“Vaccine development is a long and arduous process, often lasting many years and involving a combination of public and private partnerships,” the report states. “The current system for developing, testing and regulating vaccines requires that the vaccines demonstrate both safety and efficacy before licensure and that long-term safety is monitored.”
The report briefly explains the multiple mechanisms for continuing to track and study adverse events and other safety concerns:
• Vaccine Adverse Events Reporting System (VAERS). A voluntary passive reporting system used to identify potential safety signals.
• Vaccine Safety Datalink (VSD). A network of linked databases from health care systems across the United States involving millions of individuals
• Post-Licensure Rapid Immunization Safety Monitoring system (PRISM). A system which monitors vaccine safety using health insurance claims data from 107 million individuals .
• Clinical Immunization Safety Assessment Project (CISA). A system that answers individual health care providers’ specific questions on vaccine safety.
Vaccine hesitancy and vaccine exemptions
Opposition to vaccination is not new, the report states, describing it as dating back to Edward Jenner’s smallpox vaccine in the early 1800s.
“Although vaccine hesitancy is not a new phenomenon, it may have a greater effect on public health today,” the report states. “With the ease of global travel, vaccine-preventable diseases are spread more quickly and may unexpectedly appear in areas where health care professionals are unfamiliar with their clinical presentation.”
The historical presence of vaccination opposition has led to circumstances in the United States today in which parents can seek nonmedical exemptions from vaccines in 47 states, and their use has increased with their availability. Yet, the increase in use of exemptions and of “alternative” immunization schedules runs the risk of eroding the herd immunity that protects the community, the report notes.
“For these reasons, we believe the better approach is to work to eliminate all nonmedical exemptions for childhood vaccines,” the authors write. The American Medical Association and the Infectious Diseases Society of America espouse this position, and the AAP is developing a similar statement.

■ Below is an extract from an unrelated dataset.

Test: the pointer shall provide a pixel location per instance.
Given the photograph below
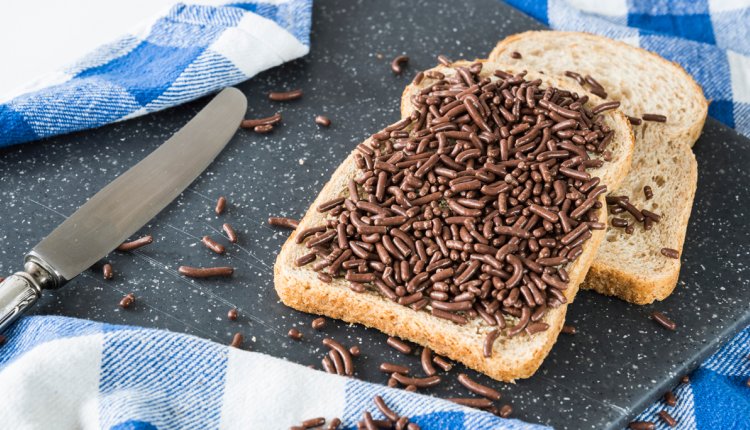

“Families should not have to fear going to school or the grocery store or a house of worship and worry about their kids getting sick,” said Dr. Cohen. “We now strongly say that we need to work with legislators, families, and other advocates for children at the state level to spread more laws like California’s SB 277 that would abolish philosophical exemptions.”
Dr. Cohen also emphasized the importance of communicating to parents that there are no valid “alternative schedules” for vaccination. There is the Centers for Disease Control and Prevention recommended schedule and anything else is a “nonrecommended vaccine schedule because it hasn’t been studied.” That change in terminology drives home the point that the CDC schedule is the only one fully tested for safety and effectiveness.
Meanwhile, however, pediatricians need the tools to address vaccine hesitancy, starting with understanding it. The report describes the pattern of disease incidence, vaccine uptake, disease reduction, adverse event increase and resulting vaccine hesitancy, punctuated by periodic outbreaks that restore eroded confidence in vaccines.
“When diseases are present, parents are worried and want a vaccine, and when they’re gone, they don’t,” Dr. Edwards said. “We need to remember that there is a dependence on the maintenance of herd immunity by immunization by your neighbors.”
Specific strategies to counter vaccine hesitancy
Just over half of physicians spend 10-19 minutes discussing vaccines with concerned parents, and 8% spend at least 20 minutes with such parents, found a study cited in the report. Other research has found these discussions take a toll on doctors’ job satisfaction.
Yet pediatricians remain the single biggest influence on parents’ vaccination decisions, cited by nearly 80% of parents in one large study.
“The pediatrician should appreciate that vaccine-hesitant parents are a heterogeneous group and that specific parental vaccine concerns should be individually identified and addressed,” the report states. “Although many techniques for working with vaccine-hesitant parents have been suggested, scant data are available to determine the efficacy of these methods.”
It goes on to recommend that physicians should discuss the development and safety testing of vaccines “in a nonconfrontational dialogue with the parents while listening to and acknowledging their concerns.”
Pediatricians should not, however, delay vaccines or limit the number per visit – thereby deviating from the CDC recommended and AAP-endorsed schedule – unless it’s the only way a parent agrees to vaccinate.
Another strategy is the presumptive approach: Present all vaccine recommendations as required immunizations that the provider expects a parent to agree to, although pediatricians should consider their experience and relationship with a family since this approach may not work well for some parents.